The real issue—the fact that councilmembers selected only one woman when they created the nine-member committee at their Nov. 6 meeting—hardly got mentioned.
Instead councilmembers talked about Mayor Andy Holcombe’s suggestion that they increase the number of alternate members from one to as many as two or three, whether they should add more regular members, and what to do about Tony Kilcollins, the man who’d been selected Nov. 6 as the single alternate almost as an afterthought—no such position had been mentioned on the agenda—only because he was the next-highest vote-getter.
The ostensible reason for the discussion, as Holcombe expressed it, was a concern that, if some of the GPAC members dropped out over the course of the two-year effort, the committee would become too small. But, as Councilmen Larry Wahl and Steve Bertagna both noted, this hadn’t been a concern on Nov. 6.
“We started at seven, and then we went to nine,” Wahl said. “Everybody knew the rules, and now they want to add one to three members.”
Bertagna did joke that, following that earlier meeting, “We had two people [Laurel Blankenship and Karen Laslo] who commented that there weren’t enough women. Well, there aren’t enough business people on it, and I didn’t see a short, bald Italian, either.”
But that was the extent of the discussion of that subject for some time. Instead, the council went back and forth about whether to add more alternates and whether the alternates would be passive or active participants.
It was Bertagna who said what the pro-expansion members wanted to hear. “Wouldn’t it make more sense just to make them members, knowing there might be some attrition?
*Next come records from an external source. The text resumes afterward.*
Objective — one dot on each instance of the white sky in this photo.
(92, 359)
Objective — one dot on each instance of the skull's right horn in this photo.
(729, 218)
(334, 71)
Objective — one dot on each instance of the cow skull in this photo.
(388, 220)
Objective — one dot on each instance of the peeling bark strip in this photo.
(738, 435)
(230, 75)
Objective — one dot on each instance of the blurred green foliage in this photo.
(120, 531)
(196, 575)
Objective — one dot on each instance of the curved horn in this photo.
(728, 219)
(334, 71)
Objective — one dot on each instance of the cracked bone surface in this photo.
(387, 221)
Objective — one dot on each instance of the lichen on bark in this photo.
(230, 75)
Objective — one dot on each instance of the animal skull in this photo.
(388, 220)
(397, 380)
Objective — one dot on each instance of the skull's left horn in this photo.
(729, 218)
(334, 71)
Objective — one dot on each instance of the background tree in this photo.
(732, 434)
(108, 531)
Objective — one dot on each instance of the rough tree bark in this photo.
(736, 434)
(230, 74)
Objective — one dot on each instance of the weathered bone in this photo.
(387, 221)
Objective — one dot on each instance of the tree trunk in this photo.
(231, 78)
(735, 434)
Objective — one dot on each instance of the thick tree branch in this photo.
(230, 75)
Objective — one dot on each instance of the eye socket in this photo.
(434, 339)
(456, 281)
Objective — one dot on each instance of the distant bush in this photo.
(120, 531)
That way they’d have a vested interest [in the proceedings].” He then added, “I’m not voting for it, but it does make sense.”
“That’s a good point,” Mayor Andy Holcombe quickly noted.
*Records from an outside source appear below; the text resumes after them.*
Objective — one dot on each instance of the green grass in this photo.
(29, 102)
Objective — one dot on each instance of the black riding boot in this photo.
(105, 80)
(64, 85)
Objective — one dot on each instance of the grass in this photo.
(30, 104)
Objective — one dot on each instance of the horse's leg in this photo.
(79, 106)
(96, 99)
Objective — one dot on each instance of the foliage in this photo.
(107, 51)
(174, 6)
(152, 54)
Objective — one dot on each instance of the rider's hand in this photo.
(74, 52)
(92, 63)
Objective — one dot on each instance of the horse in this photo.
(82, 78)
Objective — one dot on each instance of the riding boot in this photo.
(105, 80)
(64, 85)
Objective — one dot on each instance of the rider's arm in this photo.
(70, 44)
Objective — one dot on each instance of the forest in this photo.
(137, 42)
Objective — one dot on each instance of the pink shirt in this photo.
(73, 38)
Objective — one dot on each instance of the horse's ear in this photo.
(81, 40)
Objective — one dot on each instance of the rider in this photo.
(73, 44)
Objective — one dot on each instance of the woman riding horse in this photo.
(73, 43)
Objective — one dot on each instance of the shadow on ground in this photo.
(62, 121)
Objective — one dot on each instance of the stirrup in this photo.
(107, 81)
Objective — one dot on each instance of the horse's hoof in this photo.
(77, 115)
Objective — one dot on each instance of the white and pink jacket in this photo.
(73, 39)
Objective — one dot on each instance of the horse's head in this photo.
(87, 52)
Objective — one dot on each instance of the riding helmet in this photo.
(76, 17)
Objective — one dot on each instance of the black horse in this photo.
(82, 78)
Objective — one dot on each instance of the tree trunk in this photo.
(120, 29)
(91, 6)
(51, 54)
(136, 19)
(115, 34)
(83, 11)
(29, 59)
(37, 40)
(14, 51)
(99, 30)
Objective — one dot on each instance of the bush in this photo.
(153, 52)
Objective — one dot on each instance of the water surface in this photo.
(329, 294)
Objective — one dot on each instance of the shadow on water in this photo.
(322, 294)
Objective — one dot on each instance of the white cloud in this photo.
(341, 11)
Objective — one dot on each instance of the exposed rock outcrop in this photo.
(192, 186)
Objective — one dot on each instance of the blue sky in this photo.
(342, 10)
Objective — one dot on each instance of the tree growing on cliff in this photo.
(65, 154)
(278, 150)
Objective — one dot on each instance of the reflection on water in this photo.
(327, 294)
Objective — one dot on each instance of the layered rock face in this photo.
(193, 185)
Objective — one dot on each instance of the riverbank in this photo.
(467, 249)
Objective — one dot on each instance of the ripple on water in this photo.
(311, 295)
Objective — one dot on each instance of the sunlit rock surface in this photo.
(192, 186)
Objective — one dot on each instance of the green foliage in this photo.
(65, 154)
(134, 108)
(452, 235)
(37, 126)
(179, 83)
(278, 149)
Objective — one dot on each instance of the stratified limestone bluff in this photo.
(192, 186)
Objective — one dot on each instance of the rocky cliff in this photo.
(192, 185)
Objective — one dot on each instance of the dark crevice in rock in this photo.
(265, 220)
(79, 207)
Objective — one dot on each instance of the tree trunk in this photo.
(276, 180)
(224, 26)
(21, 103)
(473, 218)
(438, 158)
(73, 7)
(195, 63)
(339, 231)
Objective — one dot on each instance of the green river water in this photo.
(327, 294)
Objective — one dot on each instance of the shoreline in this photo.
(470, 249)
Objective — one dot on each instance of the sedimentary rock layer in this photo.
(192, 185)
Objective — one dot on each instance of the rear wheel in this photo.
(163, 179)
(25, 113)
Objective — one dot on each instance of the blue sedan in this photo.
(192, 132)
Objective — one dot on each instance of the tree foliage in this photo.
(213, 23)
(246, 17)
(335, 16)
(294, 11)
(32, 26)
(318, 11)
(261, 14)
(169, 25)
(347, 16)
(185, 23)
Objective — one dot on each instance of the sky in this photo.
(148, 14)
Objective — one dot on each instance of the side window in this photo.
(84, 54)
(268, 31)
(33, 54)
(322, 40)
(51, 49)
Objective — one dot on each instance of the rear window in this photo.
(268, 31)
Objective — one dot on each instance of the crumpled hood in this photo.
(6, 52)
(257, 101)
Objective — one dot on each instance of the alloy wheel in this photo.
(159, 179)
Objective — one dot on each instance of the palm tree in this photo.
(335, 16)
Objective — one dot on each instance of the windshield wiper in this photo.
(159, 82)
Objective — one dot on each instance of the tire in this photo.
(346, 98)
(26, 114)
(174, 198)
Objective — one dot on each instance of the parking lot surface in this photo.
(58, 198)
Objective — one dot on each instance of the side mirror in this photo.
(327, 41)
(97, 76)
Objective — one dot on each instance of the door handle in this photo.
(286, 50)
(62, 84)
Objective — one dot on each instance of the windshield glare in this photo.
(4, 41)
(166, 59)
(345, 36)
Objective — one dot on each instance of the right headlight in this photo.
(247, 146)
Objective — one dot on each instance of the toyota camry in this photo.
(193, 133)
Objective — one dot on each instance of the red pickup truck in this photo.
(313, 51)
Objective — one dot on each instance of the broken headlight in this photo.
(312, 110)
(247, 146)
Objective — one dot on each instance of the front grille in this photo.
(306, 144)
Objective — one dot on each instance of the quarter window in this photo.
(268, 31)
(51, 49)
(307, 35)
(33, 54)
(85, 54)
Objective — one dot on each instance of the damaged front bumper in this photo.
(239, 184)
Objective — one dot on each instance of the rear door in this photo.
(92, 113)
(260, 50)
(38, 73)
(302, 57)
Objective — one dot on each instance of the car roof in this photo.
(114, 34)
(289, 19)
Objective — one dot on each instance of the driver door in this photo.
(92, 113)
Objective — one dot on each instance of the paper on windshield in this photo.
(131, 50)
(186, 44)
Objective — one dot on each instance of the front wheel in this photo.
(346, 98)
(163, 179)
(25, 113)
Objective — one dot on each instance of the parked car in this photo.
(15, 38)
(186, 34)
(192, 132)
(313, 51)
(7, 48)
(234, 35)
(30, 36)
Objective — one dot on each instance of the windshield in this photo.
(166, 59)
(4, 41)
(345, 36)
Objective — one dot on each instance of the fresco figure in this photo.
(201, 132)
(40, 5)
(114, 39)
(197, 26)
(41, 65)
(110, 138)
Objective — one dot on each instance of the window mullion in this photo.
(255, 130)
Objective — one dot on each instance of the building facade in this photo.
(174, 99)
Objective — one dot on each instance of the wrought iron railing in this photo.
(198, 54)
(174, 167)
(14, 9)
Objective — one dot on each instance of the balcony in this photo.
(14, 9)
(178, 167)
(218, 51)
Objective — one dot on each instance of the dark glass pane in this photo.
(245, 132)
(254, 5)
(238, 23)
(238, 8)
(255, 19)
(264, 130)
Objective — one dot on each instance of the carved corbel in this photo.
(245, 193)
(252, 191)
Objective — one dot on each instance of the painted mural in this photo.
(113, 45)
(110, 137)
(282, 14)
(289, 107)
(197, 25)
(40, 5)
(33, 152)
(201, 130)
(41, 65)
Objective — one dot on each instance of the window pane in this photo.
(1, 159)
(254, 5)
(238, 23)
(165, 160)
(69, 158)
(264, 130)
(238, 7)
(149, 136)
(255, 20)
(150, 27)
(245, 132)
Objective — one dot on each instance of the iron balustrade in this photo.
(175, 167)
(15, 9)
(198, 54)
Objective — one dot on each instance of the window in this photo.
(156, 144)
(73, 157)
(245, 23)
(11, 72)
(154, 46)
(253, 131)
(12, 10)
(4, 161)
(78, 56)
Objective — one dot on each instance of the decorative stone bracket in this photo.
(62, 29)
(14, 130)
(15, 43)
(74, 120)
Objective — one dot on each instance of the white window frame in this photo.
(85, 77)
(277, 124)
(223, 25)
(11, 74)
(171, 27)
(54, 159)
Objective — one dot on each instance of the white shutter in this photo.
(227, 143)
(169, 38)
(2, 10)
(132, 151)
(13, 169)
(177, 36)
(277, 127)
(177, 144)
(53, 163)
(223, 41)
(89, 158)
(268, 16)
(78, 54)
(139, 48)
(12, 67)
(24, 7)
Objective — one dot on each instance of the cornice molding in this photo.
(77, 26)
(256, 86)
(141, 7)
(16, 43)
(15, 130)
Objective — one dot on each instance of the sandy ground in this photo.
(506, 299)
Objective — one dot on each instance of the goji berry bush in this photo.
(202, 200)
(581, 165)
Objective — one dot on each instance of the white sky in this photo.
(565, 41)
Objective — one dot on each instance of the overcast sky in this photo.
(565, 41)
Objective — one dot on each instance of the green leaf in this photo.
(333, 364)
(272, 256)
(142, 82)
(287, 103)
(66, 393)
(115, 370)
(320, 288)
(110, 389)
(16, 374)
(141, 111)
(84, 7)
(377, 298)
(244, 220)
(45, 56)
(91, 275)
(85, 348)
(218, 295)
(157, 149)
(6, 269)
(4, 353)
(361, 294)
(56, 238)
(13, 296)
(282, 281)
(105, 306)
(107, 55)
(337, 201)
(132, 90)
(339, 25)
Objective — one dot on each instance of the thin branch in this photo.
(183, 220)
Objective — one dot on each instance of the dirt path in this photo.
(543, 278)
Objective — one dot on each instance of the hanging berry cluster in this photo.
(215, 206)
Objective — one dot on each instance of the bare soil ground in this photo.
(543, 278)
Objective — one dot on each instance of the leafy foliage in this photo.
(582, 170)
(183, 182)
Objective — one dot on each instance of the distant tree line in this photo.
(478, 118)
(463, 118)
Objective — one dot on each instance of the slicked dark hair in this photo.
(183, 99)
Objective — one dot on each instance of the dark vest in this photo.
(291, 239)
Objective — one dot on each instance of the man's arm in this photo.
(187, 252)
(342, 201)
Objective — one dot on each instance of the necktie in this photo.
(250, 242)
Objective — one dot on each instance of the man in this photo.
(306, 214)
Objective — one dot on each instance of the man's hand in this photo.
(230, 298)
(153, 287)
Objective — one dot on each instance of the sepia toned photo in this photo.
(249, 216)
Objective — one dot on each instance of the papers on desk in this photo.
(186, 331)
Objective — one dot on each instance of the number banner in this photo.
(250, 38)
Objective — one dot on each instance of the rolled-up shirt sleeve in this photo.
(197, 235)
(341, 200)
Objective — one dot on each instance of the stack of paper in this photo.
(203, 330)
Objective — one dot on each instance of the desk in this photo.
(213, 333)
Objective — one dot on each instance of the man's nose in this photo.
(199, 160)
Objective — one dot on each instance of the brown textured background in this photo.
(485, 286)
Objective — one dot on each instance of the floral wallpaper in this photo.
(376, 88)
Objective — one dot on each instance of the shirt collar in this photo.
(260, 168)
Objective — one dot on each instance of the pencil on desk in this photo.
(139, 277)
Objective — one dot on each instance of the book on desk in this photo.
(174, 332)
“I like what Steve just said,” Councilman Scott Gruendl echoed.
Vice-Mayor Ann Schwab, who also liked the idea, was concerned about Kilcollins. “I don’t feel good about taking away his alternate position,” she said.
It was left to Elizabeth Devereaux, who served on the 1994 General Plan Task Force and had applied to be on the GPAC but didn’t qualify because she lives outside the city’s sphere of influence, to say the “D word"—diversity.
“There aren’t enough women on the committee, the different neighborhoods aren’t represented, different ethnicities aren’t represented,” she said. She recommended the committee be doubled in size.
That idea went nowhere, but Schwab did move to expand the GPAC by four members, to 13 total, to make Kilcollins a regular member, and to select the three new members from the list of eligible applicants the council considered Nov. 6.
This bothered Councilwoman Mary Flynn, who didn’t think Kilcollins, the lobbyist for the Chico Association of Realtors, was the kind of “generalist” the council had said it wanted on the committee. “He stood there and told us he represented 500 realtors,” she said. “That’s a special interest, not a generalist.” She wanted Kilcollins’ name to be put back in the pool of eligible applicants.
She ended up voting with Wahl and Bertagna against the motion, but it passed 4-3. The council will select the three additional GPAC members from the list of eligible applicants it considered Nov. 6.